La Hollande n'avait pris part aux premières années de cette guerre que par les subsides qu'elle payait aux ennemis de la France, par des

(1) On a beaucoup loué et beaucoup blâmé les Belle-Isle, et leurs projets. Dans ce dernier cas on a été souvent injuste à leur égard, car on ne peut leur refuser du mérite : il ne faut jamais juger des projets d'un homme lorsqu'on ne lui laisse pas toute latitude pour les exécuter lui-même. Donner un beau plan à des ministres faibles, ou à des généraux médiocres, c'est s'exposer à des revers inévitables.

contingens qu'elle donnait comme auxiliaire, affectant d'ailleurs de garder une neutralité illusoire et ridicule. Elle fut bientôt enveloppée dans le tourbillon des événemens.

Après la mort de son premier ministre, Louis XV annonça le projet de régner par lui-même. Madame de Chateauroux et le marquis d'Argenson ne tardèrent pas à partager ce fardeau avec lui. Les finances furent mises dans un état prospère par les soins du contrôleur Orry. L'armée fut portée sur un pied respectable par Argenson. La marine et les relations extérieures restèrent en souffrance; mais une impulsion vigoureuse fut donnée, avec assez de promptitude, à une monarchie qui semblait décrépite comme le ministre qu'elle venait de perdre.
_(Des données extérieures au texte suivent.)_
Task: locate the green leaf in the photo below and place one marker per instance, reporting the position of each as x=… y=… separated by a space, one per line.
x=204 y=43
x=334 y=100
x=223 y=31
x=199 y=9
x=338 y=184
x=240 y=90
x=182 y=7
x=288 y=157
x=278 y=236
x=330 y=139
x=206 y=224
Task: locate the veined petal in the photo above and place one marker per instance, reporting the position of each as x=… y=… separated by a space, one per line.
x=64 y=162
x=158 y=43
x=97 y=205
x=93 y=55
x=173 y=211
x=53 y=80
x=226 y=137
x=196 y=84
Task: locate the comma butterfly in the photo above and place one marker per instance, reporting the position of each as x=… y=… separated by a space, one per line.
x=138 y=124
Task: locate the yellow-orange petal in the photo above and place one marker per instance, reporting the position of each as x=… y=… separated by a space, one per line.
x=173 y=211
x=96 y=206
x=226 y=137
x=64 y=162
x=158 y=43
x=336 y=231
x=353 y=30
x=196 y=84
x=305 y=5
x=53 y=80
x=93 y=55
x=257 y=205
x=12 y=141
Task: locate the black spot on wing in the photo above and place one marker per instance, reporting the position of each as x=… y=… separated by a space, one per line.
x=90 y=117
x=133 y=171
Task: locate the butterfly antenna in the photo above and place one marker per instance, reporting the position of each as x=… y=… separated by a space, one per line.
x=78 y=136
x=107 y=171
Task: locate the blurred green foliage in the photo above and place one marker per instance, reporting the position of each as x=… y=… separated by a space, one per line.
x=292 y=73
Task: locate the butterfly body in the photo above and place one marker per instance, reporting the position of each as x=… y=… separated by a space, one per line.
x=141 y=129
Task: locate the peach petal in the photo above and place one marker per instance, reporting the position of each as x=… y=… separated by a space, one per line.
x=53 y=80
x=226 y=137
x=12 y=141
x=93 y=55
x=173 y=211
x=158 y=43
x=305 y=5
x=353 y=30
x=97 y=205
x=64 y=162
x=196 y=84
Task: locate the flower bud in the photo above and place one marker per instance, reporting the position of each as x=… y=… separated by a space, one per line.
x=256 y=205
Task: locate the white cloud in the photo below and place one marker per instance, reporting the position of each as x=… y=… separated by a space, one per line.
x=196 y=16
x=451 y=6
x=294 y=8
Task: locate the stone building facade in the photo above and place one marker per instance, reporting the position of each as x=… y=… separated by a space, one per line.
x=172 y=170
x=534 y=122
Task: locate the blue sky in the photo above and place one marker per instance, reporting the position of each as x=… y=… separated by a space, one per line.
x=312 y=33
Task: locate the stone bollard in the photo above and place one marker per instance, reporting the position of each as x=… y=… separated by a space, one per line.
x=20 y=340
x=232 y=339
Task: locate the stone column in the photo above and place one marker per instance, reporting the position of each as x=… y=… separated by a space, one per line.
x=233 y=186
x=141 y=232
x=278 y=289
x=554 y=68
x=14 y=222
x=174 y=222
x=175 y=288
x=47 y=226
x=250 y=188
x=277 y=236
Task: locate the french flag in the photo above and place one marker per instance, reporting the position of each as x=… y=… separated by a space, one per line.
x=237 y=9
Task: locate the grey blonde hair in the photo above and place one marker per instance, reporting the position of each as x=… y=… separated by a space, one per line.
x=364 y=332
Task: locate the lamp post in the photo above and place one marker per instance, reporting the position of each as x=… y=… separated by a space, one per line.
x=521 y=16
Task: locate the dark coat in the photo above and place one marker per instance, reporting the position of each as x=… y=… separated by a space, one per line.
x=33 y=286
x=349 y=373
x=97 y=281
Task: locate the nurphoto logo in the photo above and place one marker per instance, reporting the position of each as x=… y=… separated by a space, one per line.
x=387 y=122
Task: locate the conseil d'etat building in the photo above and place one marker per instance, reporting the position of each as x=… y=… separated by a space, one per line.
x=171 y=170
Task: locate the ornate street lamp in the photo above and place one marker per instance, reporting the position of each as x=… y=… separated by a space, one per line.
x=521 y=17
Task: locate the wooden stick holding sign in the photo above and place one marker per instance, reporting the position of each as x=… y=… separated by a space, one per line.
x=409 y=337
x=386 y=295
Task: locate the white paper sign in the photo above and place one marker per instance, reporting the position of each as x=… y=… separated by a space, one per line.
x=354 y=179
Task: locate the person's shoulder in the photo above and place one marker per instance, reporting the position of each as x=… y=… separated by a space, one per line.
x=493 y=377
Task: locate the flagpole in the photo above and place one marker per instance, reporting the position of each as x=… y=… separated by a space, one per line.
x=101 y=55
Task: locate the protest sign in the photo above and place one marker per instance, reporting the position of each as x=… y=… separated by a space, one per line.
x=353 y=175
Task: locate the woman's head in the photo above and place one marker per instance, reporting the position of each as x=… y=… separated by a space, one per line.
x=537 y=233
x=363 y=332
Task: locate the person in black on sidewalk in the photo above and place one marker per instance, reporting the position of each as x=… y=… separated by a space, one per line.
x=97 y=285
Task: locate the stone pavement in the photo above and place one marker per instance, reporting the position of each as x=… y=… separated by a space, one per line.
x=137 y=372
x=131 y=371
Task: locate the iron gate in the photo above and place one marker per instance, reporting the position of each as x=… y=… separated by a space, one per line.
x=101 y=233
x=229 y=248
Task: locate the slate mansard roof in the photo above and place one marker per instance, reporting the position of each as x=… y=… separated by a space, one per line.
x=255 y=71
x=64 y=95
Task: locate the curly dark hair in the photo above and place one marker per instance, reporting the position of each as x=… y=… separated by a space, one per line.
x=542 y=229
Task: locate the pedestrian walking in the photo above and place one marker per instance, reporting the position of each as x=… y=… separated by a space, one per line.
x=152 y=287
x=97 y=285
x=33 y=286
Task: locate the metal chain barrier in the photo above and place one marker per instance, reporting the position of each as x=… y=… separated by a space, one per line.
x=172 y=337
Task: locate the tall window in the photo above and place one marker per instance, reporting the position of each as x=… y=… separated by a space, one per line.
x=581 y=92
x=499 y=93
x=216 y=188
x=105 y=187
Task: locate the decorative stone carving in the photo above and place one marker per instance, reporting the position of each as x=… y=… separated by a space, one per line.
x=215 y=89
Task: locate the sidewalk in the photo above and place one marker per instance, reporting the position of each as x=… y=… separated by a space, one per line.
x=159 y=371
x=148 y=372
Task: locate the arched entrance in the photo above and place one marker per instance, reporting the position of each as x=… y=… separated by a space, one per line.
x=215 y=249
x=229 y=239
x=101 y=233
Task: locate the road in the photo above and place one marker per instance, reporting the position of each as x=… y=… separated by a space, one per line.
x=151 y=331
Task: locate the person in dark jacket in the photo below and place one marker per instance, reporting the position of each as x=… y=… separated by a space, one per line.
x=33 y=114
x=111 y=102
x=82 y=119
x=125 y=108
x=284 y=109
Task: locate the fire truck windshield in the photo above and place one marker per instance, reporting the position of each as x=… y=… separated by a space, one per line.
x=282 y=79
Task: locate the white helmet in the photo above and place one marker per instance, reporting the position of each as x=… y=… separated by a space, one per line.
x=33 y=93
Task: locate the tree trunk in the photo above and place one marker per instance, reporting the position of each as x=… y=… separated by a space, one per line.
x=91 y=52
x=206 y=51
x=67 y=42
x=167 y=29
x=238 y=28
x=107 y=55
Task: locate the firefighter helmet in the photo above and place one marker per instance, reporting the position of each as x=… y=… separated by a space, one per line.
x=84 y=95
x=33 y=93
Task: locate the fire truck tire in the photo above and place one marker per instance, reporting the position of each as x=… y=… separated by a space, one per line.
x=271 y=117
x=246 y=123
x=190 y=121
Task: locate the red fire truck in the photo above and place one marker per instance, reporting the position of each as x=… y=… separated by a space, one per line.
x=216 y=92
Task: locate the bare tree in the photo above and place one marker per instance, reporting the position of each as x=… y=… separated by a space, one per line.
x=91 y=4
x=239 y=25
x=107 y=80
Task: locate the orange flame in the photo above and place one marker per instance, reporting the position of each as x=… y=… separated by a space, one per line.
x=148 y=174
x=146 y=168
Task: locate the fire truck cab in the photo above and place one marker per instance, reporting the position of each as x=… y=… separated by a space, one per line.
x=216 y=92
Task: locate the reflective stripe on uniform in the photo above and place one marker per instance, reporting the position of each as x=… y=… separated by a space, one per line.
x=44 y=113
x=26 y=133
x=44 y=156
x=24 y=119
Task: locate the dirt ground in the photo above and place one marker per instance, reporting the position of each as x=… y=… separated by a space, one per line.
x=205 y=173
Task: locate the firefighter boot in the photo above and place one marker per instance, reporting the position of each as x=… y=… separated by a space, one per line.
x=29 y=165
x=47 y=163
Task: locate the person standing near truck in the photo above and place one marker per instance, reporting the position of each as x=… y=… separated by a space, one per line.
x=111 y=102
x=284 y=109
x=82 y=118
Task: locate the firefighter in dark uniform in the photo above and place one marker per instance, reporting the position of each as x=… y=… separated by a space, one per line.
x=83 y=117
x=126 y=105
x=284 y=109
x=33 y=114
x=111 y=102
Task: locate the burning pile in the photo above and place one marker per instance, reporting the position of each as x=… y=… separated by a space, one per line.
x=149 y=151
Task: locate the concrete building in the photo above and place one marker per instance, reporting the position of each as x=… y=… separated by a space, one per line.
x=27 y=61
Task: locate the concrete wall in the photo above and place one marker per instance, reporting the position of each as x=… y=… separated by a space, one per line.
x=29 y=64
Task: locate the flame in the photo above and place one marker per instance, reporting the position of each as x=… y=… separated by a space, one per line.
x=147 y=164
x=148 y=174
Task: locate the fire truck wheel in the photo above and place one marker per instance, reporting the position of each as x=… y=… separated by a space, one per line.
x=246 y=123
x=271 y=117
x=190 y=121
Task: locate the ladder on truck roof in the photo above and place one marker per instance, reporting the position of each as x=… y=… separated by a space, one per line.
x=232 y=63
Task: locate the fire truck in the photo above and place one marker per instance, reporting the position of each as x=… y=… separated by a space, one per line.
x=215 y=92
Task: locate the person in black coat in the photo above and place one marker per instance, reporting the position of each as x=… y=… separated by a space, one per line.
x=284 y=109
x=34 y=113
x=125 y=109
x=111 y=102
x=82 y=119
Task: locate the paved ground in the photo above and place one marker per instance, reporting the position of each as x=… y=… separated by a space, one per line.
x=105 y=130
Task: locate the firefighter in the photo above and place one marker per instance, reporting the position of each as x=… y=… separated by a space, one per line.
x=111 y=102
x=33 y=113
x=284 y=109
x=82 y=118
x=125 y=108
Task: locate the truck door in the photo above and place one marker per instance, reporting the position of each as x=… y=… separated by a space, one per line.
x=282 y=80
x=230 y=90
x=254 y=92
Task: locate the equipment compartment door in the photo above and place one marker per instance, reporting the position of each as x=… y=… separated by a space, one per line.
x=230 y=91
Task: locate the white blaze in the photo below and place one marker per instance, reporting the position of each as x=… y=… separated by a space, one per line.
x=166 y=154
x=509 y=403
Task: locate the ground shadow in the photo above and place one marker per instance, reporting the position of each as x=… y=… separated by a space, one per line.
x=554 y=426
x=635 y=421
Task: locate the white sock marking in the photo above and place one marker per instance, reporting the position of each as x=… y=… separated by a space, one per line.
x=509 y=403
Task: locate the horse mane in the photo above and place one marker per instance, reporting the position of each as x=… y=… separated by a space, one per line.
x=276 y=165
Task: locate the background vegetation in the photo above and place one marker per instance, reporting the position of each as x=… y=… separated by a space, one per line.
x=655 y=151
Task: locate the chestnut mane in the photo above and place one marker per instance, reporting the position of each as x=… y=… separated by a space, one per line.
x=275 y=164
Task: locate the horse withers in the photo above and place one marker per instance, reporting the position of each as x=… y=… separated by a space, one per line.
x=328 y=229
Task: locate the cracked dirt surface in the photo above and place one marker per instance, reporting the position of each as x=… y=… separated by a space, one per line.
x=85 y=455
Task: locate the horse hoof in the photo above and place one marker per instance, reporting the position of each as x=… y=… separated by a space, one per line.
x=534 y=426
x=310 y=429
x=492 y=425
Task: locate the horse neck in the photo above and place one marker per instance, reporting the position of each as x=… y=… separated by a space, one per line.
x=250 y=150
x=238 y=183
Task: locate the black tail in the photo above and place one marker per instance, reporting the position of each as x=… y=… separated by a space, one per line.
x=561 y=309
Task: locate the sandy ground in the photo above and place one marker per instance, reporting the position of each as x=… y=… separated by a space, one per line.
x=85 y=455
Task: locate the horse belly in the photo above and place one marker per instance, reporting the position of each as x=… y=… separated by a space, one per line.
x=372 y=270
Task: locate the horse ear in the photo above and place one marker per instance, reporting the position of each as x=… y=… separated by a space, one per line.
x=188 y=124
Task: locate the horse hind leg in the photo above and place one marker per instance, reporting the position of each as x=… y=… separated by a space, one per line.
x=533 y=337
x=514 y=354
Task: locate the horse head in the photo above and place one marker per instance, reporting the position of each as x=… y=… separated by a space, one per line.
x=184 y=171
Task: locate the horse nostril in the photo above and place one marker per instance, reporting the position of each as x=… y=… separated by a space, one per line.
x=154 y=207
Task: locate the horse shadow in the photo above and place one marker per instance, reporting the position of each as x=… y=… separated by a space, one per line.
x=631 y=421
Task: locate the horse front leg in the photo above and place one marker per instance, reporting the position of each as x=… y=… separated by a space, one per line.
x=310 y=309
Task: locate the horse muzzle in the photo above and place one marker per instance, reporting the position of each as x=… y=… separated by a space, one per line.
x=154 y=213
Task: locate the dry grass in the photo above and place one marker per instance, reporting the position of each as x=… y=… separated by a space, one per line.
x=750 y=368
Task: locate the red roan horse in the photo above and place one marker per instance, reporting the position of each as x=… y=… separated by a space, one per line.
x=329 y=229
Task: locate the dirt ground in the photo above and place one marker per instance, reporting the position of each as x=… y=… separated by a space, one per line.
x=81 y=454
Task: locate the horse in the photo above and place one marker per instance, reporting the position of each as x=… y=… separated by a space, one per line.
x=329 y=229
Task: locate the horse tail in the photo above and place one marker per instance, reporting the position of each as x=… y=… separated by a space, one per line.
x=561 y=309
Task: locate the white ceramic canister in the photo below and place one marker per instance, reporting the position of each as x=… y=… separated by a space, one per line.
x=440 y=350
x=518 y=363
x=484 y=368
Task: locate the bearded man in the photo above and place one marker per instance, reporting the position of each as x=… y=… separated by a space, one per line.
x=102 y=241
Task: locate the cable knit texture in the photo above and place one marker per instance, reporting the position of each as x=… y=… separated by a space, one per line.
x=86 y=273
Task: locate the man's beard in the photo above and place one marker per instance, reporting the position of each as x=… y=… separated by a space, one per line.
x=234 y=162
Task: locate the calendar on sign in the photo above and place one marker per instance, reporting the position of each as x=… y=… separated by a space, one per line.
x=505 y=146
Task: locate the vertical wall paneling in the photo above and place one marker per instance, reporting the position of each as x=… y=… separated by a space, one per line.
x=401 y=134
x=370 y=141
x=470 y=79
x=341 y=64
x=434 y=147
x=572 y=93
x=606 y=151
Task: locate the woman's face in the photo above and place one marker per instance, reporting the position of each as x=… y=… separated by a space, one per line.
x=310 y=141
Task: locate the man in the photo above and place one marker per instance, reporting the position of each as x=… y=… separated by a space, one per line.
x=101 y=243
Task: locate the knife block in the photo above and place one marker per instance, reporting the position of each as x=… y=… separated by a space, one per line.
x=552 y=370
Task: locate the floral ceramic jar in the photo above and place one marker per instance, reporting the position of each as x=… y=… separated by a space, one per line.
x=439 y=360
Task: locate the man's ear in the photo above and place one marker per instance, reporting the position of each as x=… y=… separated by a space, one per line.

L'invasion de la Belgique fut résolue; on sait avec quel succès le maréchal de Saxe l'exécuta. La Hollande soumise à l'influence anglaise figurait toujours parmi les ennemis de la France: elle commença cette guerre avec son or, et la finit avec le sang précieux de ses peuples; celui des Hollandais, qui coula à grands flots à Fontenoi, à Raucour, à Laufeld, fut versé pour expier de longues erreurs ; il scella, pour ainsi dire, la charte oppressive de Cromwel, prépara les trophées maritimes de l'Angleterre, et lui assura les avantages incalculables qu'elle recueillit dans la guerre suivante.